You get: Zotero items with full citation metadata + Obsidian research notes + NotebookLM upload + AI suggestions + BibTeX export.

Data analyst (no Zotero)

pip install research-hub-pipeline[playwright]
research-hub init --persona analyst   # skips Zotero prompts
research-hub doctor                    # Zotero checks marked "skipped"
research-hub add 10.1234/example       # writes to Obsidian only
research-hub notebooklm upload --cluster my-topic

You get: Obsidian-only knowledge base + NotebookLM upload + AI suggestions. No Zotero account required. Perfect for industry research, white papers, and technical documentation.

Quick start

  1. Run the first-time setup wizard:

    research-hub init
    

    This creates your config file, vault folders, and optional Zotero settings.

  2. Verify the installation:

    research-hub doctor
    

    The health check reports config, vault paths, Zotero credentials, dedup index status, Chrome availability, and NotebookLM session state.

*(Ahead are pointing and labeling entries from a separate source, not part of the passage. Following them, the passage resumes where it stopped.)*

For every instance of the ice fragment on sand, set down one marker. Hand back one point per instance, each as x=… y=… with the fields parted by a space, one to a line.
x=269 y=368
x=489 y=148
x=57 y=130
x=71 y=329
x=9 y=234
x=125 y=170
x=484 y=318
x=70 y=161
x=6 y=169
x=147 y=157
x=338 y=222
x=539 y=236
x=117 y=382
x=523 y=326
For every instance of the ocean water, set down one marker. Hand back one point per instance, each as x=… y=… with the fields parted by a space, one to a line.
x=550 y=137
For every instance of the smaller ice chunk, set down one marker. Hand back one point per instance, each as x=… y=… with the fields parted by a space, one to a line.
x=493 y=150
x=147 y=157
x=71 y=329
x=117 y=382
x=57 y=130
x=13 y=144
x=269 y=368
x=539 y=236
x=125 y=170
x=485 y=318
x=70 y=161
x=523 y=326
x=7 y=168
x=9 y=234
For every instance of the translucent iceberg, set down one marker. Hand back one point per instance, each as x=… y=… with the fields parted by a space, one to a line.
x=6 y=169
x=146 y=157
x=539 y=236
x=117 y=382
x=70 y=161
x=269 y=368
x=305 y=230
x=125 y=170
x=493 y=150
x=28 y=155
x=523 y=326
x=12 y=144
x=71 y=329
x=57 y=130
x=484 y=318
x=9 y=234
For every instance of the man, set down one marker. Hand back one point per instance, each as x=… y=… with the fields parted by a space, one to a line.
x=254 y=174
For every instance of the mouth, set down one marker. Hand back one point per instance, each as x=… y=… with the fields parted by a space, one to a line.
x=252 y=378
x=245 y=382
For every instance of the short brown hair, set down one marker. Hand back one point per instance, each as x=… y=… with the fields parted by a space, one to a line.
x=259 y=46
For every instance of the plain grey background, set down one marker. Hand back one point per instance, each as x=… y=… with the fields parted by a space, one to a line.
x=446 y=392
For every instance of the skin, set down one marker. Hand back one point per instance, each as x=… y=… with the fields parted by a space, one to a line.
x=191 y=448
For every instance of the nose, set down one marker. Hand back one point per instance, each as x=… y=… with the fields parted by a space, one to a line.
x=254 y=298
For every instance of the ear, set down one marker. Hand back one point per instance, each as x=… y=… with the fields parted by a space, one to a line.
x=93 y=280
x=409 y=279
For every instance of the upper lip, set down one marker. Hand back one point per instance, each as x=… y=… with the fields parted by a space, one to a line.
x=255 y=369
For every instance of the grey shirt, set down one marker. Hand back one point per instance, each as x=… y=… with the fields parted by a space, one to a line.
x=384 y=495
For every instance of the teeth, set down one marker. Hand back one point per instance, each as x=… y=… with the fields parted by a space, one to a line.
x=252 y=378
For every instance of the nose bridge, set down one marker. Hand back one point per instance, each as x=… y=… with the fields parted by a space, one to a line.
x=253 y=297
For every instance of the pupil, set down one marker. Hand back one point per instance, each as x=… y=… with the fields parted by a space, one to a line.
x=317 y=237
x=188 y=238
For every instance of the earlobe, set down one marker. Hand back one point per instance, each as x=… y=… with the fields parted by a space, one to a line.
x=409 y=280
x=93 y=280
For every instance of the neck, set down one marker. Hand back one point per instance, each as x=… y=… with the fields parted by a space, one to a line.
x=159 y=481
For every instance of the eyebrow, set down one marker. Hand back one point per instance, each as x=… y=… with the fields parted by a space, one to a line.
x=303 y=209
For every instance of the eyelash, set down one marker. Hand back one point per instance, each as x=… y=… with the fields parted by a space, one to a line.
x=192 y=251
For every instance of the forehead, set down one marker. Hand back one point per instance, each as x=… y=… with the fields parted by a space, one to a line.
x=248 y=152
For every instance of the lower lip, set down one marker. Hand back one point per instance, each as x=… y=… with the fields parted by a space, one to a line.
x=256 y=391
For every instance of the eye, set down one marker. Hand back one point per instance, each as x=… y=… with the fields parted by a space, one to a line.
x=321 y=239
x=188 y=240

  3. Search for papers and verify DOIs while printing results:

    research-hub search "graph neural networks" --verify
    
  4. Ask for cluster and related-paper suggestions for a DOI:

    research-hub suggest 10.1145/3448016.3452841 --json
    
  5. Ingest papers into your Zotero + Obsidian workflow:

    research-hub ingest --cluster my-cluster
    
  6. Upload a prepared cluster to NotebookLM:

    research-hub notebooklm upload --cluster my-cluster
    
  7. Export a citation when you need it:

    research-hub cite 10.1145/3448016.3452841 --format bibtex
    

If you are starting from scratch, a common first session is:

research-hub init
research-hub doctor
research-hub clusters new --query "graph neural networks" --slug my-cluster
research-hub search "graph neural networks" --verify
research-hub ingest --cluster my-cluster
research-hub notebooklm login --cdp
research-hub notebooklm upload --cluster my-cluster

Features

The CLI is organized around a paper workflow: find papers, verify identifiers, save notes, keep clusters aligned, and push selected clusters into NotebookLM.

Stage Command Description
Search search Query Semantic Scholar for new papers by keyword
Verify verify --doi / verify --arxiv / verify --paper Check that a DOI, arXiv ID, or fuzzy title match resolves
Save run / ingest Run the ingestion pipeline and write Zotero + Obsidian outputs
Organize clusters new / clusters list / clusters show / clusters bind Create, inspect, and bind topic clusters
Suggest suggest <id> [--json] Recommend a cluster and related existing papers
Sync sync status / sync reconcile Detect and reconcile Zotero -> Obsidian drift
Upload notebooklm upload Upload bundle sources to NotebookLM using a saved browser session
Generate notebooklm generate --type brief Trigger NotebookLM artifact generation
Cite cite <id> --format bibtex Export BibTeX, BibLaTeX, RIS, or CSL-JSON
Maintain index / status / cleanup / synthesize Rebuild indexes, check progress, deduplicate hub pages, generate synthesis pages
Setup init / doctor Create config and validate the local environment

Search and verify

Use search to discover candidate papers before adding anything to your vault:

research-hub search "retrieval augmented generation" --limit 10

Add --verify when you want each DOI checked against doi.org before it is printed:

research-hub search "retrieval augmented generation" --limit 10 --verify

Use verify directly when you already know the identifier:

research-hub verify --doi 10.48550/arXiv.1706.03762
research-hub verify --arxiv 1706.03762
research-hub verify --paper "Attention Is All You Need" --paper-year 2017
research-hub verify --paper "Attention Is All You Need" --paper-author Vaswani

Run ingestion

run and ingest both execute the pipeline. Use --dry-run when you want to validate config and inputs without writing anything:

research-hub ingest --cluster my-cluster --dry-run
research-hub ingest --cluster my-cluster --query "retrieval augmented generation"
research-hub run --cluster my-cluster --query "retrieval augmented generation"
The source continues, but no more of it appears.